Progressing much of the way has been the open-source community. With numerous different technologies becoming available for big data management, organizations can now make solid decisions based on the platform which suits them best.:
- Apache Hadoop. Hadoop is quickly becoming the standard when it comes to open source big data management. Creating for truly intensive distributed application usage, Hadoop continues to be a powerhouse platform which is being integrated into numerous enterprise solutions. It’s designed to run on commodity hardware and is capable of working with structured, unstructured and semi-structured data sets.

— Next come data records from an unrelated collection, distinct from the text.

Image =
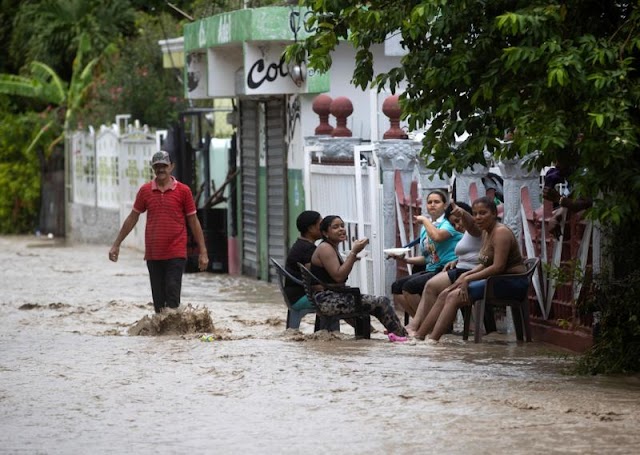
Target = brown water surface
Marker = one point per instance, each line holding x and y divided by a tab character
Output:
72	379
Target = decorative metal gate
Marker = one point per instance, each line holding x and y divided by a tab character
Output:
351	189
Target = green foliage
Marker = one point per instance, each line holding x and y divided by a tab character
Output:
616	299
49	31
47	86
133	80
20	169
563	75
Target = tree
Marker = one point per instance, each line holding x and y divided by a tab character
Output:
49	31
133	81
47	86
562	75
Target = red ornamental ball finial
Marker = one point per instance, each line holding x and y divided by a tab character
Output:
341	108
322	106
391	108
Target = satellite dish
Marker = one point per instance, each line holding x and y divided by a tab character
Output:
298	73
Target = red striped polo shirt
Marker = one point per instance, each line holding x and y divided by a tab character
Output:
165	235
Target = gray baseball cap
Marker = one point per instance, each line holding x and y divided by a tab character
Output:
161	157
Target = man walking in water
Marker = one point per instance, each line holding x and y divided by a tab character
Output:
170	208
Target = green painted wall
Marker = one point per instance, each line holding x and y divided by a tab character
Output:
296	201
259	24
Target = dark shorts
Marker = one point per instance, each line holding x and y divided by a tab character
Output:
412	284
512	288
455	273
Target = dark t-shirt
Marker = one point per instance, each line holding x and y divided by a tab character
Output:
301	251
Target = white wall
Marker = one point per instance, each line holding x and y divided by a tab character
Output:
341	74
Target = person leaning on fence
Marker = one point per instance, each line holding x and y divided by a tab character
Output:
327	264
308	224
564	203
438	239
499	254
170	209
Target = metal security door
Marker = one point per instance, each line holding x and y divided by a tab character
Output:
249	137
276	182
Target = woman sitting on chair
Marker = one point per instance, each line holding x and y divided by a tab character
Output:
500	254
438	239
327	264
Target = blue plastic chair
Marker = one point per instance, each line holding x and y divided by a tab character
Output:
519	304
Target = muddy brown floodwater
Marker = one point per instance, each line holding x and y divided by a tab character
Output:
74	380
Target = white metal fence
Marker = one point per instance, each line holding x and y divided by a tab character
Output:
353	192
107	169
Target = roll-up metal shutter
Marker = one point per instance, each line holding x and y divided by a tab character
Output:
276	181
249	137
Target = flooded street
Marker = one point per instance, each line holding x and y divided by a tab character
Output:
72	380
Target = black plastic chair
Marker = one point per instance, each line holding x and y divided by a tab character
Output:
361	318
519	306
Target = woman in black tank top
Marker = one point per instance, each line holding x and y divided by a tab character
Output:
328	265
499	254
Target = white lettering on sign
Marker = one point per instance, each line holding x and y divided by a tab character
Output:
261	72
224	29
202	36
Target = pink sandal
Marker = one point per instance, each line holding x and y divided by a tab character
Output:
397	339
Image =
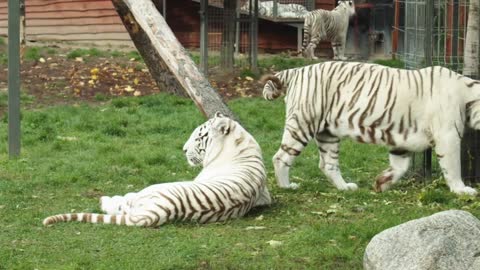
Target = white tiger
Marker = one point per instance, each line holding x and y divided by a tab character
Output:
265	8
326	25
233	180
407	110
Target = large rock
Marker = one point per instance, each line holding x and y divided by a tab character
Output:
448	240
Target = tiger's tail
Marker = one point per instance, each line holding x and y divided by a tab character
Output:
273	86
89	218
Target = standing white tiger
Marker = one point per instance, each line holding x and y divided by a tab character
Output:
407	110
326	25
233	180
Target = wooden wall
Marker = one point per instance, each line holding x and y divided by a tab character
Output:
96	21
70	20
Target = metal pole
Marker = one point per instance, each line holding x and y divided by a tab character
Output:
254	38
13	78
237	29
204	37
164	9
428	39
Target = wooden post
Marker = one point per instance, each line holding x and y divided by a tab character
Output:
23	29
169	63
13	78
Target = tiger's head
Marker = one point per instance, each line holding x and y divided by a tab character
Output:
205	140
348	6
196	146
473	114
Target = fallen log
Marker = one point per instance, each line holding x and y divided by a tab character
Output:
167	60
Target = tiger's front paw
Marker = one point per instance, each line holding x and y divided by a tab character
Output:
465	191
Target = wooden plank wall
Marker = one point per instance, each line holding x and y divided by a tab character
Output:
97	22
78	21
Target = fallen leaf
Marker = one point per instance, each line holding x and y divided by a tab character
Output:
255	228
94	71
67	138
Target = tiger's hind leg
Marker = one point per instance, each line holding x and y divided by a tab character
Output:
310	49
447	148
115	205
292	146
328	148
399	163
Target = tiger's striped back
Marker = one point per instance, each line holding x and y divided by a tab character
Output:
233	180
327	25
406	110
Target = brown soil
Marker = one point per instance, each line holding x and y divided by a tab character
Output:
56	79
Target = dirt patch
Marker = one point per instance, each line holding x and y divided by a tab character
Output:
63	78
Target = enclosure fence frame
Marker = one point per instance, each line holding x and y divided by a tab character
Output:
252	19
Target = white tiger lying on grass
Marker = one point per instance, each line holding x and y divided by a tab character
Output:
233	180
407	110
327	25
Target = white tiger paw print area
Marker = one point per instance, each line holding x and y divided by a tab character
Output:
232	181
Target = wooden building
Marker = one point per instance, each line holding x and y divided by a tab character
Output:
96	22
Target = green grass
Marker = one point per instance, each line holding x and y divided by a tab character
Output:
70	155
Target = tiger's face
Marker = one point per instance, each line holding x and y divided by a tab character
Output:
196	146
348	5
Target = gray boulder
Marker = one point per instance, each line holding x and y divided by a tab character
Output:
448	240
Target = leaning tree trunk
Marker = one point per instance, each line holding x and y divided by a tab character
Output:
471	56
228	34
168	62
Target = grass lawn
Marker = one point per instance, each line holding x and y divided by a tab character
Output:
73	154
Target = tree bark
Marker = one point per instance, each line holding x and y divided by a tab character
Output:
228	34
168	62
471	56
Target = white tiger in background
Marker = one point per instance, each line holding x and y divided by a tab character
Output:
265	8
407	110
233	180
327	25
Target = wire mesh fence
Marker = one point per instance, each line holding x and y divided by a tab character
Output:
229	38
231	29
432	32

- Cascading. Currently used by Twitter, Cascading is another great open source tool which helps create and execute workflows. Like several other systems, Cascading is actually a software layer which runs on Hadoop. Used for log file analysis, ad targeting, and data prediction analytics, Cascading quickly became a popular tool for numerous organizations dealing with large data sets.
- Apache HBase. Adopted by Facebook to help with the messaging platform, HBase was built and modeled around Google’s powerful BigTable management platform. This open source, Java-coded, distributed database was designed to run on top of Hadoop’s already popular platform.
- MongoDB. Originally from the makers of DoubleClick, MongoDB has already been adopted by orgainzations such as Disney, The New York Times, craigslist, and several others. Built on a NoSQL, open source engine, MongoDB is able to store structured data in JSON-like schemas.
Because we live in a data-on-demand society, the growth of large datasets seems inevitable. The amount of available information and data will only continue to grow as users adopt more devices which are connected to the Internet and beyond. Now, many organizations are working hard to collect this data efficiently and have it work for them. The data being collected must be analyzed and processed to have some type of ROI. With advancements in IT consumerization and the growth of the cloud – users will only continue to grow their usage rates; producing yet more data which will need to be monitored, collected and quantified.